I can think of a couple of serious proposals (in the U-boat era) which would have been distinctive, though:

--- the "U25BG" would have been a high-nose U25B with a steam generator in the short hood. GE did try to market this: there is artwork in the U25B manual at George Elwood's "Fallen Flags" rail image site. (From very early in U25B development: the pilot and end walkway arrangement is as in the first demonstrators, not the later production units.)

--- the U18C (no scare-quotes, since this was a designation used at the time, not one I have speculatively made up) was, according to a report in "Trains," considered by the Union Railroad as a replacement for their "Water Buffalo" EMD-re-engined Baldwin six-motor units. (In the end, alas, Union went for a competitor's product.) I don't know how far the discussion went, and I have never seen artwork.

--- The Santa Fe liked the idea of cowl units, and solicited bids from all three builders. The units actually built were EMD's F45, and there are drawings of Alco's cowled C636 variant in Steinbrenner's Alco book. GE proposed cowled U33C: they would probably have looked much like the U30CG, but without steam generator exhaust (and maybe with a slightly different central air intake, since the U30CG's seems to have been modified because of the s.g. installation). ... Santa Fe asked for bids on both A-units and B-units: Alco and EMD bid on both, but GE refused to consider the booster idea, and gave prices only for A-units. (Information here from an old "Model Railroad Craftsman" article accompanying drawings of the Alco proposal.)

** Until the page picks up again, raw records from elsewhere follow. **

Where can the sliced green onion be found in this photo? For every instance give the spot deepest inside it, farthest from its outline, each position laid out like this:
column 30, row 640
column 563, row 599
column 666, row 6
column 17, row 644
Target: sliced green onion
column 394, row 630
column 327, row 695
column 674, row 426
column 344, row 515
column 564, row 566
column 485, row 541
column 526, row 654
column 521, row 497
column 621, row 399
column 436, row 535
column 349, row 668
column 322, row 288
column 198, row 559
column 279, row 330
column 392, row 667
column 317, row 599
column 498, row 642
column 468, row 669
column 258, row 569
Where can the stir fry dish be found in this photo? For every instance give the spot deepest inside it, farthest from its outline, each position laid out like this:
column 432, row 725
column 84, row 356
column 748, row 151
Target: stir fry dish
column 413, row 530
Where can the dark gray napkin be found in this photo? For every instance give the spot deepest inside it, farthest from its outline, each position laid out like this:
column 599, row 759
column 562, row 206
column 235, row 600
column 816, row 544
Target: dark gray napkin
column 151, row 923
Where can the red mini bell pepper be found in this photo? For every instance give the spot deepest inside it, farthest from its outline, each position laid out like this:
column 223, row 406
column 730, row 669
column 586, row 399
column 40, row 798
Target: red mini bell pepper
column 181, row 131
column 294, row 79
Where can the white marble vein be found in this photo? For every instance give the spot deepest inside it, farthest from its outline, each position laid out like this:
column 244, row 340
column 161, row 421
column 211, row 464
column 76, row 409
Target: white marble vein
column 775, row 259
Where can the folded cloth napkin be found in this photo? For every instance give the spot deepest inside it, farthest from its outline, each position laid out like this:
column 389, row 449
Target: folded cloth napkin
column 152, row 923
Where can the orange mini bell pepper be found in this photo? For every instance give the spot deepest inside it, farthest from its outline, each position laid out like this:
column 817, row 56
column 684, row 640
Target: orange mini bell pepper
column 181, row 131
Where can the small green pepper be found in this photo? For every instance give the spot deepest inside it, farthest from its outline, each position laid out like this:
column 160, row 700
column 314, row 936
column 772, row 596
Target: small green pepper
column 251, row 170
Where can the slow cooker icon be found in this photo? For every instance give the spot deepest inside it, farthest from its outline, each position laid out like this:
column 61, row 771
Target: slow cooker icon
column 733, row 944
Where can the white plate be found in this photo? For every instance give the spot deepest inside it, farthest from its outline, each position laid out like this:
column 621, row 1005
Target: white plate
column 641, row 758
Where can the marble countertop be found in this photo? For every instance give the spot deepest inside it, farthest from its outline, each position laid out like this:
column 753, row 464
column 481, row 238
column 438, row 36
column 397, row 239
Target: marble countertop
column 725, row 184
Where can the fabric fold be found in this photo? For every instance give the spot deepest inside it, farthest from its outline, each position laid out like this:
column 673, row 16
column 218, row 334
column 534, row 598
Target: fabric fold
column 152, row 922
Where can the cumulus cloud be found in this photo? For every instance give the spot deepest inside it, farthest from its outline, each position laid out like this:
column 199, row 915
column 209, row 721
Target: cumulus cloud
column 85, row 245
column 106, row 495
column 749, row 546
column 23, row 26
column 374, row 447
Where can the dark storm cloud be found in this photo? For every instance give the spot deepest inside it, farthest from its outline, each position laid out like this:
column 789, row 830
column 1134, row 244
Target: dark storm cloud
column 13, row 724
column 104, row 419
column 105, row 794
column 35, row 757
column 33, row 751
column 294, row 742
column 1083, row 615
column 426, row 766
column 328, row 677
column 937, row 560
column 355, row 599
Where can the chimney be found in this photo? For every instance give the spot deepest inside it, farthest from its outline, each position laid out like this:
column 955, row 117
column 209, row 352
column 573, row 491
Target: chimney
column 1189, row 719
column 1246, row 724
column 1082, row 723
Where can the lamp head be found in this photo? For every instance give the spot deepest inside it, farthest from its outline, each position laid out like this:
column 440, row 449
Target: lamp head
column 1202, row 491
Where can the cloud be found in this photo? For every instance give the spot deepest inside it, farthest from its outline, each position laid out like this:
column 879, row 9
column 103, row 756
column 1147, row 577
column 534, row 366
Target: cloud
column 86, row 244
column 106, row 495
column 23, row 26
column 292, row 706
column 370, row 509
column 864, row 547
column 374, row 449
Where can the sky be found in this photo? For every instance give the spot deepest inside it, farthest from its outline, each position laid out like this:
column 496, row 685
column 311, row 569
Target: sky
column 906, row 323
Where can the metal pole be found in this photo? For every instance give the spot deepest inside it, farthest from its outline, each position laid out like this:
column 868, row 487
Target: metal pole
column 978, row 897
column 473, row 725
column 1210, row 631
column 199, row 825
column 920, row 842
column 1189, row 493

--- And, of course, there are minor variants: different truck designs, for example. All U50C actually built were for Union Pacific and used drop equalizer trucks from traded-in GTEL, but GE at least pretended to hope that some other customers might be interested, and prepared artwork of a U50C with FB-3 trucks: a drawing of this variant was published in "Railway Age" when the U50C was announced. ... At the purely imaginary level, Penn Central had the largest fleets of U33B and of Alco C430: I think it is a pity that their motive power department never tried the experiment of trading trucks between the two, to see if the C430's adhesion would be adversely affected by "type B", or the U33B's improved by Hi-Ads. (Penn Central-- or maybe New York Central before the merger-- had staged hill-climbing tests with loaded hoppers comparing GP40, U30B, and an Alco C430 demonstrator... and hadn't thought the Hi-Ad trucks were all that helpful.)